Meijer impressed sufficiently, though, to be signed by Bayer Leverkusen in 1996 and he formed a fearsome striking partnership with Ulf Kirsten at the BayArena. The duo played together for three seasons and Meijer helped Leverkusen to a first Champions League qualification in 1999. It was during that summer that Liverpool manager Gerard Houllier signed him on a free transfer, a deal from left field but one that looked promising. Just as at PSV, though, the Dutch striker came to Anfield when the Reds had an abundance of striking options. He would only score twice in Liverpool colours, both goals coming in a League Cup rout of Hull City when the Tigers were operating in the fourth tier of English football.
Meijer found it impossible to break up the impressive partnership of Michael Owen and Robbie Fowler and his Anfield future looked bleak after Emile Heskey signed in March 2000. He would have a short stint on loan at Preston before joining Hamburg permanently in 2000/01. However, the charismatic ‘Mad Erik’ was very well liked by his ex-Liverpool team-mates and the club’s supporters, with Jamie Carragher recalling him in hugely positive terms in later years, not a luxury afforded to all of the defender’s former colleagues. When the Reds played in the 2001 UEFA Cup final in Dortmund and thousands of fans made their way to Germany, who was right in the middle of the pre-game festivities? Yep, that man Meijer.

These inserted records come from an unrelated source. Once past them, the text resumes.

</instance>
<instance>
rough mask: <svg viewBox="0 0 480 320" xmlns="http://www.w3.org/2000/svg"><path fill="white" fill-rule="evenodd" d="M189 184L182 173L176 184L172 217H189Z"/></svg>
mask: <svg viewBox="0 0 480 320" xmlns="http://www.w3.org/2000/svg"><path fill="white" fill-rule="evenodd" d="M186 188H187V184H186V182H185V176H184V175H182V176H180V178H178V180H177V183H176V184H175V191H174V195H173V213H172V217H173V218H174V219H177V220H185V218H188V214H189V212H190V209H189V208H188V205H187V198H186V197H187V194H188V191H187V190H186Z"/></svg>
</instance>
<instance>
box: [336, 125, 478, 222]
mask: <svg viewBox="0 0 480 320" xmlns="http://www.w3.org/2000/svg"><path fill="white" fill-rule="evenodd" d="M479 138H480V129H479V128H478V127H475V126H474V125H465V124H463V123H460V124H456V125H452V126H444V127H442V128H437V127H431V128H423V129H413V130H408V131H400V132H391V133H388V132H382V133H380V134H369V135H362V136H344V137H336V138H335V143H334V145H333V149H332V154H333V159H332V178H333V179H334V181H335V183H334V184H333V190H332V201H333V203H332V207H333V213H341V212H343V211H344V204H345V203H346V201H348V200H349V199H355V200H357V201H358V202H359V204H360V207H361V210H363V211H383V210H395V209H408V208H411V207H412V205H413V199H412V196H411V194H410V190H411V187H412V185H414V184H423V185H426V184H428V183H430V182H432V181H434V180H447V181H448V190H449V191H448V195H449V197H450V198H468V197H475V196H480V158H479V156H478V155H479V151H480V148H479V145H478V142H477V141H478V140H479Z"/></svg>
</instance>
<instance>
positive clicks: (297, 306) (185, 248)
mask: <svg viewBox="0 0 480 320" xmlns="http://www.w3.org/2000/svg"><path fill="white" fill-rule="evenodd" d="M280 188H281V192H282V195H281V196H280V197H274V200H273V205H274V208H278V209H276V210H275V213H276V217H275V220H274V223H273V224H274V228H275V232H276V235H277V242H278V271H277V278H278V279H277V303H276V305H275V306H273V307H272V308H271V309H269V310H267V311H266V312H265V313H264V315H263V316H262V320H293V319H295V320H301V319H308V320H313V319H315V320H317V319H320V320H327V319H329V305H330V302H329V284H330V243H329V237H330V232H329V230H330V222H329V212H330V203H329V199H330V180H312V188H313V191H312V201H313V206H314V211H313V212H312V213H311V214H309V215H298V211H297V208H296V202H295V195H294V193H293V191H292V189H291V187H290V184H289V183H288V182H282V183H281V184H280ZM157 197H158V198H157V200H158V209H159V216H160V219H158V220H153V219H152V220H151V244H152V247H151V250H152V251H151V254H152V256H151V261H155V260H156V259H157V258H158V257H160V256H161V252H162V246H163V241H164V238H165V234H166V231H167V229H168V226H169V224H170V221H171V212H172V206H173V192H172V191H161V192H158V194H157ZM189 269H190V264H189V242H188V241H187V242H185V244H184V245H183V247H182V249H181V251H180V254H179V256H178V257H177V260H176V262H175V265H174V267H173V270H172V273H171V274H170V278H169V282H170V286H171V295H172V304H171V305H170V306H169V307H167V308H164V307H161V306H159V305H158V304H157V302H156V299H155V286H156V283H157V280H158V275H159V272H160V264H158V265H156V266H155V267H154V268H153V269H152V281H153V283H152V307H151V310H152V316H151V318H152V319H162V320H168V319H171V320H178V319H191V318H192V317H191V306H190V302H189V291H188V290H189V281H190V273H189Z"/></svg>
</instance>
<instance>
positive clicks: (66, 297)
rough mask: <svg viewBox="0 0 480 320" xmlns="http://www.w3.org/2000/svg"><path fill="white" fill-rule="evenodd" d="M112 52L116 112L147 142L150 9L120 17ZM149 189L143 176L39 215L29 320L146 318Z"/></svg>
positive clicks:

The Dutchman was 34 by the time he signed for Alemannia Aachen in 2003, but he would by no means merely play out time with the German club. They were in the second tier when, in the 2003/04 season, he helped them to the German Cup final. Despite losing to Werder Bremen, their opponents’ Bundesliga triumph meant that Alemannia qualified for the following year’s UEFA Cup. Meijer then helped the club to promotion to the Bundesliga in 2005, playing one last season in the German top flight before ending his playing career.
Only a few months later, he was named as assistant coach of Alemannia when Michael Frontzeck was appointed manager. He was elevated to the role of Director of Sport at the club in 2009, by which stage he had already been made a patron of supporter-run club AFC Liverpool. He is no longer involved with Alemannia, who have fallen back substantially since their mid-2000s heyday, but is a regular presence on German TV as an analyst with Sky Deutschland.
Last week’s version of this column featured Joe Cole, a player with more natural talent than Meijer but one who, by his own admission, never really identified with the Liverpool psyche during his time at Anfield. ‘Mad Erik’, by contrast, remains something of a Reds icon despite only playing for one season with Liverpool. It’s certainly hard to envisage many other ‘one-season wonders’ joining the travelling Kopites for a brew in the hours leading up to a major European final. Erik Meijer, we salute you!